See how the board came to this decision
Looking after the interests of DBD members as a whole is the Board’s number one priority.
It’s also the Board’s duty to ensure, as far as possible, that the contributions to the DBD and the associated investment earnings are sufficient to fund the benefits that members will accrue into the future. Based on the expectations of future investment returns, future salary growth, and advice from our Actuary about the estimated costs of future service, the Board believed it to be in members’ interests to change the way future benefits accrue.

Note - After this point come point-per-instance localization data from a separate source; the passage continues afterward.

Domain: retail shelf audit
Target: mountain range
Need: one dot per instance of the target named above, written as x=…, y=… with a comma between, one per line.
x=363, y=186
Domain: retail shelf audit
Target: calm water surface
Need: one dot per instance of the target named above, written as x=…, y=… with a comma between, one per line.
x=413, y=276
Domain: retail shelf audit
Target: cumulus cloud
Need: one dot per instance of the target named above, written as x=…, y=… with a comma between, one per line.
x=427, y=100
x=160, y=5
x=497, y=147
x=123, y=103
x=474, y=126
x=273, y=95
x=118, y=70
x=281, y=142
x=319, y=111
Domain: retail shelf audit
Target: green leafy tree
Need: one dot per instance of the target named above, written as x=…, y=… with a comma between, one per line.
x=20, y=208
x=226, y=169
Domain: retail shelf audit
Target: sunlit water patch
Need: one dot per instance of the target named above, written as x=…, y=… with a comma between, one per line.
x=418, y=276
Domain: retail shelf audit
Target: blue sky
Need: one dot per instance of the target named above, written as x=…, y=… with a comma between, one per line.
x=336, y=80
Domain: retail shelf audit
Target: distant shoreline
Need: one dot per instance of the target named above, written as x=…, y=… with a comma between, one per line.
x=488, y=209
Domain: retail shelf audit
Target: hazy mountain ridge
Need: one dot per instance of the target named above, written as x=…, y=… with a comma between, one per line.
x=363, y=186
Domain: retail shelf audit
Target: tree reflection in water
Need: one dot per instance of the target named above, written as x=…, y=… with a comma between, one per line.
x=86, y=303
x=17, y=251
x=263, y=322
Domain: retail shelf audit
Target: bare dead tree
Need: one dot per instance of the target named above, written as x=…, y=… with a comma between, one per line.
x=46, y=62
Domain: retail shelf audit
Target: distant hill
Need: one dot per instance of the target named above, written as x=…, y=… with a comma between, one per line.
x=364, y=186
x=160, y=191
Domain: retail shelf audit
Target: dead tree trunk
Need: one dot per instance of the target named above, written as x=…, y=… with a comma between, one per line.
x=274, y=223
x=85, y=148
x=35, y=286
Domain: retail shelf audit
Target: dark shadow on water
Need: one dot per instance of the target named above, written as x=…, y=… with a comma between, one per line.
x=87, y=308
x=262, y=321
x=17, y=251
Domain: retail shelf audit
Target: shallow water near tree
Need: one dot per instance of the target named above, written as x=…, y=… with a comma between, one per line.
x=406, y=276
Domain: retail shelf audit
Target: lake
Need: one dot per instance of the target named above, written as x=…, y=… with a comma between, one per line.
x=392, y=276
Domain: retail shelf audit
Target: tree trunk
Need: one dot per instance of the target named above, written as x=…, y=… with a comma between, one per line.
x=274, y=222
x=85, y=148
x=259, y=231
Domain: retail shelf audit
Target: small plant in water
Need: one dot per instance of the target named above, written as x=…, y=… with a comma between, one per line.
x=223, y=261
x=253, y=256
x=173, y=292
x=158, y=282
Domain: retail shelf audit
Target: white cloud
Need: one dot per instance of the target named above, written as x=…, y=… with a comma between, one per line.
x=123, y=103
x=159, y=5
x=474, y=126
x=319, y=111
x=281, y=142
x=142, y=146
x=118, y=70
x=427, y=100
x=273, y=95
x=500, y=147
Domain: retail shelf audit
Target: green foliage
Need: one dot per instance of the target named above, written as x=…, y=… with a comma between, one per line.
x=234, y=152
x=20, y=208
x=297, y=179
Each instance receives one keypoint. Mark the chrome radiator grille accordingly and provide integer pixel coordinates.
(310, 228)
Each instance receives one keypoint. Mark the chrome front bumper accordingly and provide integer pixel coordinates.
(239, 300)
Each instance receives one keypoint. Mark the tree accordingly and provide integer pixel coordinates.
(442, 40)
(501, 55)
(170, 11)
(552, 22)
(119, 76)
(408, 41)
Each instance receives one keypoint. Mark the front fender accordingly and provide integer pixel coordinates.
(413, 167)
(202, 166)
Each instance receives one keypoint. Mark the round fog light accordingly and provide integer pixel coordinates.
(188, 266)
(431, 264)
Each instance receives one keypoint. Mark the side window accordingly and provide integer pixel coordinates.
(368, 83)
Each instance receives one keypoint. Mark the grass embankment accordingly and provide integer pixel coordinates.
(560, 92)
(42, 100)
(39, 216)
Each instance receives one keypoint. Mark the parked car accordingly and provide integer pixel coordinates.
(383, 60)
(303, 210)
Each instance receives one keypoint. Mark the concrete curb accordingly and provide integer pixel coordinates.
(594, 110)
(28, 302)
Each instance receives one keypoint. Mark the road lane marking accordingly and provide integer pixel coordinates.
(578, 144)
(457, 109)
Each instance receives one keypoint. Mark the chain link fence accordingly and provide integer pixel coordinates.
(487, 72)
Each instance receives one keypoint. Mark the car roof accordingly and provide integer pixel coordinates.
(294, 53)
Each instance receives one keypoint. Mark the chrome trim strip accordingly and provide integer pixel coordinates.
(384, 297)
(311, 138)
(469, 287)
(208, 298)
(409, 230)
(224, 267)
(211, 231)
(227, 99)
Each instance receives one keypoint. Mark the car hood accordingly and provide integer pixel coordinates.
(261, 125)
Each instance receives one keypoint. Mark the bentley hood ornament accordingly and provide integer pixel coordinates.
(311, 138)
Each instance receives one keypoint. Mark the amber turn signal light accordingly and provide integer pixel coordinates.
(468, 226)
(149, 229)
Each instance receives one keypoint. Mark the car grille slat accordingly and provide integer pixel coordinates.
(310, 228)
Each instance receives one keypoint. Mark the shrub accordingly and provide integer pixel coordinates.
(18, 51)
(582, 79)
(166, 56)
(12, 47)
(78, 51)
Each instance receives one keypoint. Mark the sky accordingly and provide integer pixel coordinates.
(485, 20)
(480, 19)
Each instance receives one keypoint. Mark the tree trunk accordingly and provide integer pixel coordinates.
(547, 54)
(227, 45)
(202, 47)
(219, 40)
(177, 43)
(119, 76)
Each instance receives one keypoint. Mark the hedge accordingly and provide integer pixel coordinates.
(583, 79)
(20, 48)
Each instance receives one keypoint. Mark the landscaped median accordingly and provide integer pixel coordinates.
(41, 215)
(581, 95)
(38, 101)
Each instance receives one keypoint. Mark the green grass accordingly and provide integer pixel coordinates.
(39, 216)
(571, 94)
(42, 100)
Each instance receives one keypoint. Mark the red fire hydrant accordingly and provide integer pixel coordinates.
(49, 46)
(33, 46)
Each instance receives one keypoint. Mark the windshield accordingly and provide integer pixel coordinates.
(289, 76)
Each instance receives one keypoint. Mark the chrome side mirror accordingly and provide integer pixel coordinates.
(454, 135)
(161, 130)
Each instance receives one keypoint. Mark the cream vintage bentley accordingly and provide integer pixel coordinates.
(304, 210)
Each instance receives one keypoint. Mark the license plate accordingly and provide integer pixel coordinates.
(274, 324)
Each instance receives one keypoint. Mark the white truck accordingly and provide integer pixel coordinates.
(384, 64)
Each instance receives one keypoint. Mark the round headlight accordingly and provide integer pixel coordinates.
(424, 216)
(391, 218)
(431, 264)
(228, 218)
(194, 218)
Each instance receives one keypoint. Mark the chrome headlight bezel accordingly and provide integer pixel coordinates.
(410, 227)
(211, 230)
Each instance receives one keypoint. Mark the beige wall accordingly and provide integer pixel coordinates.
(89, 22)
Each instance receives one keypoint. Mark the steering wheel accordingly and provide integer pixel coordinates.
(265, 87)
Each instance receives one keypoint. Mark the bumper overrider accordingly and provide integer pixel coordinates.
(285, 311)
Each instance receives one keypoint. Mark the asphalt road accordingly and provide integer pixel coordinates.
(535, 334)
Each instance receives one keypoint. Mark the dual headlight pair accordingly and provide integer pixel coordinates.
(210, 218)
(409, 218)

Strong investment performance during 2012-13, meant that the DBD’s assets were expected to be sufficient to cover all benefits that accrued until 1 January 2015. Therefore, the Board decided that the benefits members have accrued to this date did not need to be reduced.
Changing the DBD helped give greater confidence that benefits can continue to be paid fairly and equitably into the future while preserving the benefits that members had accrued to 1 January 2015.
How the change affects your super and inbuilt benefits
Your super balance
The change to the Benefit Salary component of the DBD formula affects how your defined benefit accrues from 1 January 2015.
If you had a DBD account before this date, your defined benefit component is calculated with 2 different formulae (pre- and post- 1 January 2015) – your pre 1 January 2015 benefits continue to be calculated based on the 3-year Benefit Salary and your post-1 January 2015 is calculated based on the 5-year Benefit Salary.
Your inbuilt benefits
As we use your salary to calculate your inbuilt benefits, these may also be affected. These benefits include Death, Disablement, and Temporary Incapacity.